COMMENT:
The rising prevalence of non-communicable diseases represents a major public health concern worldwide. The Global Burden of Diseases, Injuries, and Risk Factors Study (GBD) provides age-sex-location-specific estimates of mortality rates worldwide. This resource can be harnessed to assess the evolving burden of metabolic diseases. Previous GBD studies have investigated the increasing mortality and disability-adjusted life years for each individual metabolic disease entity in isolation. However, metabolic diseases often occur in tandem, with their trajectories closely interlinked. As such, the total global burden and distribution of metabolic diseases remains uncharacterised.

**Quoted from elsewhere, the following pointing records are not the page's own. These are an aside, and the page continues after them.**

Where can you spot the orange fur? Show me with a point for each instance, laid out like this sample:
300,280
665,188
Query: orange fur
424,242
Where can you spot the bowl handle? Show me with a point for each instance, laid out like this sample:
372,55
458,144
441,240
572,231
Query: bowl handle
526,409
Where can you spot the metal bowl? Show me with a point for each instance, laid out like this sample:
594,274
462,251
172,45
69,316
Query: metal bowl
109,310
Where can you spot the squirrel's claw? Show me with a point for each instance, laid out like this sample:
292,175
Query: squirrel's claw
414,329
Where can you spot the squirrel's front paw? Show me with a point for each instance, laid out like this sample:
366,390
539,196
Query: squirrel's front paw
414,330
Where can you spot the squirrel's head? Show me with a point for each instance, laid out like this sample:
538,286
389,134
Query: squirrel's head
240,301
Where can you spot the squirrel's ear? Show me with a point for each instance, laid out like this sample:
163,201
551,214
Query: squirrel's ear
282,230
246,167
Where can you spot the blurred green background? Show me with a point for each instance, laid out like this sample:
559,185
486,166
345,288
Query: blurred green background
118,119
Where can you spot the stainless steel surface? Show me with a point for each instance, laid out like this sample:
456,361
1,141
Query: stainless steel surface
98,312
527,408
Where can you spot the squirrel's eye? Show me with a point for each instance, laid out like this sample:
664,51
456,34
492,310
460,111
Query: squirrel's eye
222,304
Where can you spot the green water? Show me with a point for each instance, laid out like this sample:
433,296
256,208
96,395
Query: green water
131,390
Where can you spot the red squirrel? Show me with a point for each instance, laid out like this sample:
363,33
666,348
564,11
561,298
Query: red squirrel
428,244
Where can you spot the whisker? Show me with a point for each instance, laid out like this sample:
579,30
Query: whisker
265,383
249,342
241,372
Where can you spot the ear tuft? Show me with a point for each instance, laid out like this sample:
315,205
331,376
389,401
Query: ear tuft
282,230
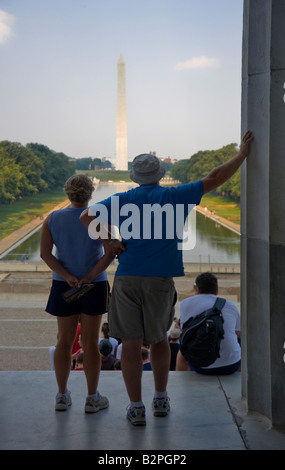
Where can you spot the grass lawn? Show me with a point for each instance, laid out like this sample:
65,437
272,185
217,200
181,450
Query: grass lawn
224,207
23,211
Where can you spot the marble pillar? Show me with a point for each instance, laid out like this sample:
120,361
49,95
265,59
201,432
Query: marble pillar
263,209
121,125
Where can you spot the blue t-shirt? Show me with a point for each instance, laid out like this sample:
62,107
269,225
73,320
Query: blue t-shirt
76,251
149,221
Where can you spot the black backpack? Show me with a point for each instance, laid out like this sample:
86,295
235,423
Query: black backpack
201,336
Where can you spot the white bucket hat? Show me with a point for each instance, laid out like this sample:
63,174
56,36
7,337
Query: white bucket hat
146,169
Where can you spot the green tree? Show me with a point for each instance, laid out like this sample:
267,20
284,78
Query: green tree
57,167
10,178
29,165
202,162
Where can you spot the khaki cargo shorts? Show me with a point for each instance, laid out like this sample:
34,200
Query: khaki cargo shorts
142,308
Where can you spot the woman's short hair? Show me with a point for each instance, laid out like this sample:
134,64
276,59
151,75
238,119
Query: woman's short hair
79,188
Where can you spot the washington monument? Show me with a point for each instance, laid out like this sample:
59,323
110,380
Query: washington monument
121,131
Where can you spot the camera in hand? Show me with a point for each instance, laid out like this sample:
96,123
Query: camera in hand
76,292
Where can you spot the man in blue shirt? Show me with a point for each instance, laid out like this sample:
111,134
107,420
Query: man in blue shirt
150,219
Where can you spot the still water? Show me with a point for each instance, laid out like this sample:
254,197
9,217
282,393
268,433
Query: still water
214,243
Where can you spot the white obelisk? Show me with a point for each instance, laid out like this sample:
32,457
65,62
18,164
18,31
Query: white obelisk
121,131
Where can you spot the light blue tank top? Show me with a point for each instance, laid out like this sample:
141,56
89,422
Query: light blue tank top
76,251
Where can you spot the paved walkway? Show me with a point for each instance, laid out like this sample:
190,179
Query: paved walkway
207,413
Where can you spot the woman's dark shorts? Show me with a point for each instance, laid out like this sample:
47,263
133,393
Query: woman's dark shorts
94,302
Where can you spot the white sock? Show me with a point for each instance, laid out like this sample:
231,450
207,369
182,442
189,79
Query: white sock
136,404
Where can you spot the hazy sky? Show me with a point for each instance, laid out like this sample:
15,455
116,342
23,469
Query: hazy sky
58,80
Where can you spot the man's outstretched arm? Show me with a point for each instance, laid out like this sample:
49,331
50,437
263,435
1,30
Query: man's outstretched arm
222,173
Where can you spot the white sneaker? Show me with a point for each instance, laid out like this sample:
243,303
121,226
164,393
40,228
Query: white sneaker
93,405
160,406
62,402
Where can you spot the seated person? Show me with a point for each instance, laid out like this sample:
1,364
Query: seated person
206,287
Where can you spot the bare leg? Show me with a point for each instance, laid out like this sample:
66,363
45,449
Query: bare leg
160,360
67,327
91,357
131,362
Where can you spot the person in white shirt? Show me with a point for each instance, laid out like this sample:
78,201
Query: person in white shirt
206,288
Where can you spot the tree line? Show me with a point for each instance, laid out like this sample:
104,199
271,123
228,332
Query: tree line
202,162
27,170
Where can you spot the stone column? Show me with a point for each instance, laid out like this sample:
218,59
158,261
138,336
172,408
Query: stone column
121,125
263,209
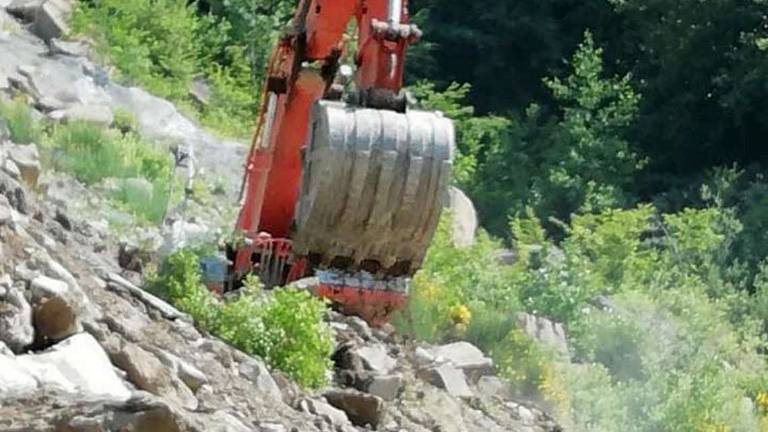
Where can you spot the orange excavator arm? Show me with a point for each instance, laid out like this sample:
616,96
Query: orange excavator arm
343,187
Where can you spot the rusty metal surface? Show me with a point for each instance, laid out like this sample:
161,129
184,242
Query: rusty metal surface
373,187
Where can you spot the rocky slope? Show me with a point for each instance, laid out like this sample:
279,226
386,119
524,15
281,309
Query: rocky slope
83,348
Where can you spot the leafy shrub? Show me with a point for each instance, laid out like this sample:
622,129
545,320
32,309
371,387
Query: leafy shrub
151,42
286,328
454,278
21,125
179,280
164,45
678,347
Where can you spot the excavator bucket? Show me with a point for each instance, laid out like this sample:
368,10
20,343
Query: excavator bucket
373,187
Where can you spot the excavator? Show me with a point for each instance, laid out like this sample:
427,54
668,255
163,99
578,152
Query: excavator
344,181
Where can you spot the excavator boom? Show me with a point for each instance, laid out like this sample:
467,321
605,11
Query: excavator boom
345,184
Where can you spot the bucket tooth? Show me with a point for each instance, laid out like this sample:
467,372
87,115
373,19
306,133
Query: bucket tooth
374,184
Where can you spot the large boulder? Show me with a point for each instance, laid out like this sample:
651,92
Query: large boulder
77,367
466,357
386,387
148,373
465,221
99,115
362,409
56,309
375,358
15,317
449,378
259,375
52,19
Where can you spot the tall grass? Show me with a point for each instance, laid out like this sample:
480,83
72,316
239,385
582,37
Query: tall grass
93,154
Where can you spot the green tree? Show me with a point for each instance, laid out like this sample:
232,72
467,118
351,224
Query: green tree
590,165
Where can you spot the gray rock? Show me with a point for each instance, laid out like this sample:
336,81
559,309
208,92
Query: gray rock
45,287
362,409
222,421
491,386
193,377
5,351
77,366
546,332
52,19
360,327
99,115
331,415
27,159
15,381
386,387
6,213
422,357
271,427
74,49
119,283
375,358
465,356
148,373
16,329
56,319
449,378
465,221
258,374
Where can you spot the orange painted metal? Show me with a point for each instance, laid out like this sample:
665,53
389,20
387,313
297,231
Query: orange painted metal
274,167
376,307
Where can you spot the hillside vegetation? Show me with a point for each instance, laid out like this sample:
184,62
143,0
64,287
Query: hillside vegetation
615,146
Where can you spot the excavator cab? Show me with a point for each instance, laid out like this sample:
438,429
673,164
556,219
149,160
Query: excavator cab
346,186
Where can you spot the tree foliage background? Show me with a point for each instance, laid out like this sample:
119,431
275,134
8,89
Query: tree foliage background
617,146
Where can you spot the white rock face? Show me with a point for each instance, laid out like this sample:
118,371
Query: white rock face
77,367
464,218
15,319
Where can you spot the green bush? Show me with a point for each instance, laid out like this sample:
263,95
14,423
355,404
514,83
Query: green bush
18,117
679,347
286,328
93,154
164,45
455,286
151,42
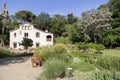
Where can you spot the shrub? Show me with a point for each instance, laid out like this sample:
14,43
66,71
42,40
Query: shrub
46,53
59,48
61,40
99,47
82,46
54,68
5,53
105,75
108,62
82,66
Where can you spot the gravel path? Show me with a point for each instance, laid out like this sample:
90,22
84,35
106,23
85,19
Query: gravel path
18,68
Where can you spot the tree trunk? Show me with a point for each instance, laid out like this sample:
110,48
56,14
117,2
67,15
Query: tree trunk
2,43
95,41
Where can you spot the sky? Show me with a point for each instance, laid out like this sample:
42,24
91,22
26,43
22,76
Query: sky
52,7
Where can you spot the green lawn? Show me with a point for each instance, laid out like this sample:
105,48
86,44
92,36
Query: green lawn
111,52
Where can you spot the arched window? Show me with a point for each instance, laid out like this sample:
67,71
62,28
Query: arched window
48,38
37,34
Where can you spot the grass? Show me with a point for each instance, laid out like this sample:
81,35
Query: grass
111,52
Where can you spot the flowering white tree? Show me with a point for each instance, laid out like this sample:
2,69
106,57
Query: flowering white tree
94,22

This study aims to shed light on the sex-regional-socioeconomic trends and burden of metabolic diseases (including T2DM, hypertension, hyperlipidaemia, obesity, and NAFLD) using GBD data. To do so, it employs a “global syndemic” framework.
KEY LEARNINGS:
From 2000 to 2019, the prevalence rates of T2DM, hypertension, hyperlipidaemia, obesity, and NAFLD increased worldwide, regardless of socio-demographic index (SDI). However, high SDI countries noted the greatest increase in metabolic disease prevalence. Mortality rates decreased over time in hyperlipidaemia, hypertension, and NAFLD, but remained unchanged in T2DM and obesity. Importantly, the latter was identified as the greatest contributor to the metabolic disease burden. Moreover, the highest mortality was noted in Eastern Mediterranean and low to low-middle SDI countries. Despite global efforts to mitigate the burden of metabolic disease, large sex-regional-socioeconomic disparities in mortality were observed among low- to middle-income countries. These findings highlight the urgent need for effective preventative and therapeutic strategies for metabolic disease at the individual, regional, and national levels.